An educational activity that helps to develop both fine motor skills and cognitive skills is coloring and the best tool for this is adaptive crayons which highly engage kids in this activity.

Adaptive crayons are ideal for:

  • Children with disabilities
  • Early learners still developing pre-writing and fine motor skills
  • Students who hold their crayons too close to its tip, making it hard for them to see what they're doing
  • Kids with motor or sensory processing issues that cause them to press down on crayons too hard, causing them to break

Adaptive crayons are fully adapted crayons that don't require any intervention to hold them with a correct grasp. There are a number of developmental benefits to coloring with adaptive crayons, including:

1. Tool Use

Coloring allows children to use a writing tool that's creative and fun.
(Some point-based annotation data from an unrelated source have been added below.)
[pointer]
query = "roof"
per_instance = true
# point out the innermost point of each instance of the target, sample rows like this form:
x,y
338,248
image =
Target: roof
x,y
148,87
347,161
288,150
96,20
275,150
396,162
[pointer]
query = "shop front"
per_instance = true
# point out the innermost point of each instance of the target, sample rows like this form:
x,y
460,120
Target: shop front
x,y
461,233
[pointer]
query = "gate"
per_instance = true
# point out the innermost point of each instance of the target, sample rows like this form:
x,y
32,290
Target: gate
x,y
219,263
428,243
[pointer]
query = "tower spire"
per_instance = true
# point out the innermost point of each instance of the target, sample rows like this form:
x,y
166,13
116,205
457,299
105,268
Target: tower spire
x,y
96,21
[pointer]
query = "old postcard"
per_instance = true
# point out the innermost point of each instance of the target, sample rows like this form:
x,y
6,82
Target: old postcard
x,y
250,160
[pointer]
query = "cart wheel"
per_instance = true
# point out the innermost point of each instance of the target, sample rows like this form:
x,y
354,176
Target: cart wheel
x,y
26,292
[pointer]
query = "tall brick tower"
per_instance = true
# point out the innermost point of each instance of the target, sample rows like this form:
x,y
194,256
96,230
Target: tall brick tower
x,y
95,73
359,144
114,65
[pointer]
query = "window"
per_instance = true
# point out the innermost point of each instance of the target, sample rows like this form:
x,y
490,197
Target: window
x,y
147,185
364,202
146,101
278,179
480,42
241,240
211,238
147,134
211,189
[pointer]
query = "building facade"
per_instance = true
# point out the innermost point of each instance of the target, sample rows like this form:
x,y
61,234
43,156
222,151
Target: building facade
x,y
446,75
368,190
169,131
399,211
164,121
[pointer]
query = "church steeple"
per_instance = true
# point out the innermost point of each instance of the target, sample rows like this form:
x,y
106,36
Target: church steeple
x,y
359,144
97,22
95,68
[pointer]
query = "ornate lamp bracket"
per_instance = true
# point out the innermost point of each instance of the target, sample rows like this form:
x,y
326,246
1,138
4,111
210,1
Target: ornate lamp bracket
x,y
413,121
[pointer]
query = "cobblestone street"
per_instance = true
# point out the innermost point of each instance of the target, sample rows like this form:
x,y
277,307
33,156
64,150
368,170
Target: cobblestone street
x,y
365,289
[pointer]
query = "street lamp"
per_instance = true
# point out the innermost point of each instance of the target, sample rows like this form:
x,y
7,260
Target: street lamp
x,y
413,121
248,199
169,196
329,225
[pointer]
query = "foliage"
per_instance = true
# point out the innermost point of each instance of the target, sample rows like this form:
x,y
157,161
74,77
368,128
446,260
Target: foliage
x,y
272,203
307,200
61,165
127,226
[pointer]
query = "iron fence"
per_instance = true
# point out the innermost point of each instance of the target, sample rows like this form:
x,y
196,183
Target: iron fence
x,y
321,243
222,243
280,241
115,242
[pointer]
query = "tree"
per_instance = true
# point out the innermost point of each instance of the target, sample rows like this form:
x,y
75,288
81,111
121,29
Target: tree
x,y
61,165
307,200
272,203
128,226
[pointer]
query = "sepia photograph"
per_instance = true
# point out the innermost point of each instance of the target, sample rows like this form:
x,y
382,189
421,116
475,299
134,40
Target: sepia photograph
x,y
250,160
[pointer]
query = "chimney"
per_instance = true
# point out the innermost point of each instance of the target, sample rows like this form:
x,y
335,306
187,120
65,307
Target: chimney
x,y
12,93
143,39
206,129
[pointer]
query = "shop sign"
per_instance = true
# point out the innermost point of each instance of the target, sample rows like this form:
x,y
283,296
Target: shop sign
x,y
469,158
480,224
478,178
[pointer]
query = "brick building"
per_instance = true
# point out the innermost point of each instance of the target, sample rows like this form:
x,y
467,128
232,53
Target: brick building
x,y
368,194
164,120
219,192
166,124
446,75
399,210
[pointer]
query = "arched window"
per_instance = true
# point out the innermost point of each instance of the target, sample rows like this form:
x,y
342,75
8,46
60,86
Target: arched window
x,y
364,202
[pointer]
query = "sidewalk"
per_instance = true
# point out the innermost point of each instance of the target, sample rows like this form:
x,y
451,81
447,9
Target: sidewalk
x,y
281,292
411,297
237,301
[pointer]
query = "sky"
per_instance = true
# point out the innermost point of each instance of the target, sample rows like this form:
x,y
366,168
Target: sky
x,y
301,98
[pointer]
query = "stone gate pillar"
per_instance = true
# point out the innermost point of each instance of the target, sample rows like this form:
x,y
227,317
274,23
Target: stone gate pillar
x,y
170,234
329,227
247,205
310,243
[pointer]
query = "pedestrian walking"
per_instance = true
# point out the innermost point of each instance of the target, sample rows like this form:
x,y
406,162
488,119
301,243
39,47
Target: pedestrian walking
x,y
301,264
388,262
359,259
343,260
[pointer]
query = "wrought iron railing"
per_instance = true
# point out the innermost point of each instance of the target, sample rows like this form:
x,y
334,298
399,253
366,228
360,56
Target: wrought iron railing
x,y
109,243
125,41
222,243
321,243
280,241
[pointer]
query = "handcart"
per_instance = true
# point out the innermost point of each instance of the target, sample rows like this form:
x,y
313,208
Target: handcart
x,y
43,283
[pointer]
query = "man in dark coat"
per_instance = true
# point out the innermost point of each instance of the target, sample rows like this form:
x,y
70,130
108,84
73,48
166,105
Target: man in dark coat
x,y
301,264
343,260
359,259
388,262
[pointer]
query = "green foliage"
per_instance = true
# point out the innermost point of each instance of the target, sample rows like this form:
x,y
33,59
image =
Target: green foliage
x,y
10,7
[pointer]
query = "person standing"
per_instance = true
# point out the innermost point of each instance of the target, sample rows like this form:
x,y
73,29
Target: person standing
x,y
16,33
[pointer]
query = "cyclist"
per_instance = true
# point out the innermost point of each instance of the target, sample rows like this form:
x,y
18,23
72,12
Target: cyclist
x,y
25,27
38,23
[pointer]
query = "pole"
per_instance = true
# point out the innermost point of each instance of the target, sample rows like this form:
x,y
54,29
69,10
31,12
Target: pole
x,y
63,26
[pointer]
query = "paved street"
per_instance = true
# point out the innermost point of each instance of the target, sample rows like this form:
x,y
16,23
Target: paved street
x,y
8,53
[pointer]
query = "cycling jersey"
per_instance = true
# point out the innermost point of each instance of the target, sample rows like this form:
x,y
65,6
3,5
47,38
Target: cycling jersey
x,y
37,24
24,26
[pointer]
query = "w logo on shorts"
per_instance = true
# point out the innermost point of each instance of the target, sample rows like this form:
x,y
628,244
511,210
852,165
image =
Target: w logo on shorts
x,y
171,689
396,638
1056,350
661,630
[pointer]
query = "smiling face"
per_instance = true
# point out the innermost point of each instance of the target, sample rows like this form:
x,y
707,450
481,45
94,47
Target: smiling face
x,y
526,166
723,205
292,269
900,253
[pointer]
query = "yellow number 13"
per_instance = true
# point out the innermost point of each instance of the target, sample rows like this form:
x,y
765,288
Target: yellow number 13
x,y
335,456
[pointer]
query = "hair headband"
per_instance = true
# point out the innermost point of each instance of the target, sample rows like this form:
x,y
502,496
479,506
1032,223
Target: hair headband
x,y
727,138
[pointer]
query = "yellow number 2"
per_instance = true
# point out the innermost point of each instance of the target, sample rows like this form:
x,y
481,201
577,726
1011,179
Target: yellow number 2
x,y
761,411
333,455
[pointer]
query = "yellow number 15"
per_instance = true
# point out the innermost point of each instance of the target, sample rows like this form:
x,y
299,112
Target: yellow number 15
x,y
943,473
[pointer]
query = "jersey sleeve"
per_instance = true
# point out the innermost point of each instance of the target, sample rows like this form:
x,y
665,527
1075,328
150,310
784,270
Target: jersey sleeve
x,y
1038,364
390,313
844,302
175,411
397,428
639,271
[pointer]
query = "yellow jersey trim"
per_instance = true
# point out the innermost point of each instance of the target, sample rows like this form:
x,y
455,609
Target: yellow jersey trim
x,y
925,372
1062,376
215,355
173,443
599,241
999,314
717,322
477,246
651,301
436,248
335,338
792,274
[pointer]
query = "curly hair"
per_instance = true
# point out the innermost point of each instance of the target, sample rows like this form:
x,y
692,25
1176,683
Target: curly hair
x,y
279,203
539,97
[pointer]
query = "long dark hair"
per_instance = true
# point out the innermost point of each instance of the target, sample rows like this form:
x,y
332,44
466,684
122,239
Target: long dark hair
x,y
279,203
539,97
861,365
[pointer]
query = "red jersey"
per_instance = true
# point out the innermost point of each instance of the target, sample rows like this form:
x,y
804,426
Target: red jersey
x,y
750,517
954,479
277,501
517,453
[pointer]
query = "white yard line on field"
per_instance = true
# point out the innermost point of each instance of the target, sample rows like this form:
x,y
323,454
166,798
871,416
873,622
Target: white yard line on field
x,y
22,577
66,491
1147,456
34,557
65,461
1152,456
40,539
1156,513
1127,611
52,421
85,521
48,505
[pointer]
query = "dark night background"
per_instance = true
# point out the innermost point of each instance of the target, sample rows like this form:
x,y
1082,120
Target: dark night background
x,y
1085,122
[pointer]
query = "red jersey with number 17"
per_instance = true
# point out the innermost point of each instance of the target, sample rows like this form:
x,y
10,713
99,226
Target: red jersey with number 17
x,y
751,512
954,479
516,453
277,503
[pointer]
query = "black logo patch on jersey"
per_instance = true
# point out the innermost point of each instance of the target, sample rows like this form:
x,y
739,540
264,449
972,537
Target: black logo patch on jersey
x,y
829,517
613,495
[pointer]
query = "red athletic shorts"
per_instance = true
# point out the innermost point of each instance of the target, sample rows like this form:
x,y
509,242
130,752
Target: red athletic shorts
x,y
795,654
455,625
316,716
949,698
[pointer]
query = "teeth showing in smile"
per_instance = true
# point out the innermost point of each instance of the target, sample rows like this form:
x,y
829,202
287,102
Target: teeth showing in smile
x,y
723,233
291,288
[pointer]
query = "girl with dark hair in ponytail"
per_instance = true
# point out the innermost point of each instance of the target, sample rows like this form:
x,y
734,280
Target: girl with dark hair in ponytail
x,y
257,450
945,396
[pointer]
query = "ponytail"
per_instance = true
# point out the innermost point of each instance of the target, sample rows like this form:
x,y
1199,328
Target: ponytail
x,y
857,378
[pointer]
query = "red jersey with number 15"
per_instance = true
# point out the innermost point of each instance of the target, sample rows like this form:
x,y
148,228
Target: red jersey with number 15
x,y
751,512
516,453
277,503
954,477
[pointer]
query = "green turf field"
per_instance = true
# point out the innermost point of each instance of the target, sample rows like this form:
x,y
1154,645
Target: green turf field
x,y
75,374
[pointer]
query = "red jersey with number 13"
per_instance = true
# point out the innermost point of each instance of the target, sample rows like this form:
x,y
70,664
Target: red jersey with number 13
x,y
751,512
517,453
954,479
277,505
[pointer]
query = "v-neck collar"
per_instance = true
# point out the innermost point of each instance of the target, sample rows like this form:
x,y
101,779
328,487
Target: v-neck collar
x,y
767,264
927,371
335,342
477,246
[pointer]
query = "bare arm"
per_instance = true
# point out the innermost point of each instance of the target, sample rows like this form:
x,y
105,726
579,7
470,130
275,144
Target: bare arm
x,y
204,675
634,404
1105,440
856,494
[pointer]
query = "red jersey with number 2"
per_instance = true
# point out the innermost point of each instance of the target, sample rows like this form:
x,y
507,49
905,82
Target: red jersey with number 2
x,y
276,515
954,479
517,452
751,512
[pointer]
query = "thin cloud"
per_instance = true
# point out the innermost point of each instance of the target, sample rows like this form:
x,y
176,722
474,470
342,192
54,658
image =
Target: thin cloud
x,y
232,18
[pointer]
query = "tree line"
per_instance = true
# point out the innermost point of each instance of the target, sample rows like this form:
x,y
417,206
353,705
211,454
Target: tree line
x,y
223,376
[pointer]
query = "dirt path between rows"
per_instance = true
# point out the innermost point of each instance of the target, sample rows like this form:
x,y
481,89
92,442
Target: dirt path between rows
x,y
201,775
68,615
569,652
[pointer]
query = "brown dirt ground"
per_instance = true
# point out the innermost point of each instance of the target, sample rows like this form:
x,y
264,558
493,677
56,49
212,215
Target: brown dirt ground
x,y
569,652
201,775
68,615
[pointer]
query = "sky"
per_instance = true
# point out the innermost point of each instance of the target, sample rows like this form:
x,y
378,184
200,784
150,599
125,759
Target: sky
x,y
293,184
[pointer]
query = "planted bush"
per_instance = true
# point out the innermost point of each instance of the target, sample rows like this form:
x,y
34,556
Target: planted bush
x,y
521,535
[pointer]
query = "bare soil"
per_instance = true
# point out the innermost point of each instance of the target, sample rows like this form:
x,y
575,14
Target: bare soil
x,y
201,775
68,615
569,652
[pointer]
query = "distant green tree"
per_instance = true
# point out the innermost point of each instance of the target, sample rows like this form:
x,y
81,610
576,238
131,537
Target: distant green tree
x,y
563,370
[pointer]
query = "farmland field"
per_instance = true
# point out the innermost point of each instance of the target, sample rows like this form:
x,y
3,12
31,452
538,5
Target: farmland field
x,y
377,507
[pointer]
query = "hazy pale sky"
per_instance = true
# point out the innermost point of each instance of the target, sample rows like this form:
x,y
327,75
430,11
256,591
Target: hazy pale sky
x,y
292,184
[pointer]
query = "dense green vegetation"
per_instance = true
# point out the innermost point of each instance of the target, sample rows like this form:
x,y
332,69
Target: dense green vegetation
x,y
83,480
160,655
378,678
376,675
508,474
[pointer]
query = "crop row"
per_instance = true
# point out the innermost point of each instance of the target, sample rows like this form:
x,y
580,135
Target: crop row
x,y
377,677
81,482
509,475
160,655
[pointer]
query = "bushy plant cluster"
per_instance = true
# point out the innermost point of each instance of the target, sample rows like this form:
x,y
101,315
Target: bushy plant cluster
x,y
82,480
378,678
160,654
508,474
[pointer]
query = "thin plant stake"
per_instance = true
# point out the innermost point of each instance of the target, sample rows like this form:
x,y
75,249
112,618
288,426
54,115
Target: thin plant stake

They can use various colors by placing the crayons in a coordinated manner back into the box. 

2. Bilateral Coordination

Children require the skill of using both their hands in a coordinated manner for things like:

  • Scissor use
  • Handwriting
  • Many functional tasks

When they color, children need to hold the paper while coloring. Using the non-dominant, assisting hand to stabilize the paper allows them to build dexterity and strength in their dominant hand. They'll carry this skill over to their writing, which makes coloring with adaptive crayons a perfect activity for children who switch hands during activities.

3. Sensory Processing

Unlike a marker, kids can color very dark or lightly through different pressure exertions. Coloring with markers doesn't offer that resistive feedback that waxy crayons do. Markers are smooth and don't provide children the sensory input to assist with learning letters. Using adaptive crayons, however, children can combine colors and shades as they become aware of how darkly or lightly they're coloring.

Adaptive crayons help kids be independent. When an adult must step in every couple of minutes to adjust the child's fingers or put a grip on a new crayon, it doesn't help the child become independent.